The European Union has to manage a delicate balance between ensuring energy security and keeping prices to the population competitive. High energy costs in Europe are putting pressure on its industries, especially compared with economic rivals in China and the United States, where energy prices are significantly lower. The European Commission is due to announce the extension of gas storage targets, but critics warn that this could lead to a further rise in prices, hurting the European economy. Flexibility and adaptability of energy policies will be key to ensuring long-term stability. The delay in transposing Directive EU/2024/1711 and the postponement of the announcement on the elimination of energy imports from Russia are two issues putting pressure on EU countries. While there are concrete steps towards energy reform, challenges remain. Member States need to accelerate their efforts towards energy compliance and diversification, thus ensuring a more stable and sustainable future for the whole European Union.

The European Union has partially blocked NRRP funds for Romania

The European Commission has decided to partially suspend payments for the second tranche of Romania’s National Recovery and Resilience Plan (NRRP). The amount blocked is €2 billion. The main reason for this decision is the failure to implement key reforms, including special pensions.

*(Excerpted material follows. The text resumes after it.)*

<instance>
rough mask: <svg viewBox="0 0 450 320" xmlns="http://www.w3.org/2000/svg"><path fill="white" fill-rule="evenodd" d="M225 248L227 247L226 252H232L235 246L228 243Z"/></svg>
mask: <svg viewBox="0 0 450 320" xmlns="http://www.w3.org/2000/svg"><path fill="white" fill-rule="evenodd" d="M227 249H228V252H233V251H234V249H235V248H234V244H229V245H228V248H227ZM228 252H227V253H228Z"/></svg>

In addition to the main reason for the suspension of payments on special pensions, there are other reasons for the interruption of funding through the NRRP. The European executive has activated the mechanism of suspension of financing for part of the funds requested by the second payment request, noting that six of the 74 milestones foreseen in the plan have not been completed by the Romanian state. These include the reform of special pension expenditure, covered by milestone 215. Other outstanding reforms concern the modernization of railway infrastructure, the extension of metro networks in Romania’s capital, Bucharest and Cluj-Napoca, the improvement of performance-based management in the transport sector and the optimization of corporate governance for state-owned energy companies. Romania will only get part of the money. In line with the Recovery and Resilience Mechanism Regulation, Brussels has triggered the partial blocking procedure. Thus, of the total of €2 billion of the second tranche, only part will be transferred to the Romanian state treasury, the rest being temporarily withheld until the identified deficiencies are corrected. Romania has 30 days to comment on the unfavorable assessment of milestone 215 in order to correct the deficiencies. In parallel, the European Union’s Economic and Financial Committee will examine the situation for four weeks before the final decision is taken by the Commission. If the situation is not remedied, the funds related to the outstanding milestones will remain blocked and Romania will have six months to implement the necessary measures. After this period, the Commission will reassess the progress made and, in case of satisfactory compliance, will release the outstanding amounts.

Most milestones have been met. Although some funds remain suspended, the European Commission has given a positive assessment for 68 of the 74 milestones included in the payment request. Among the reforms and investments approved by the Commission are changes to the tax regime for micro-enterprises to simplify the tax system and phase out existing facilities; reform of the electricity market, including a new legislative framework for energy efficiency and the introduction of green financial instruments; renovation projects for public and residential buildings to improve energy efficiency. Romania benefits from a total budget of €28.5 billion through the NRRP, composed of €13.6 billion in grants and €14.9 billion in loans. Access to these funds is conditional on the implementation of structural reforms and strategic investments with a major impact on the Romanian economy.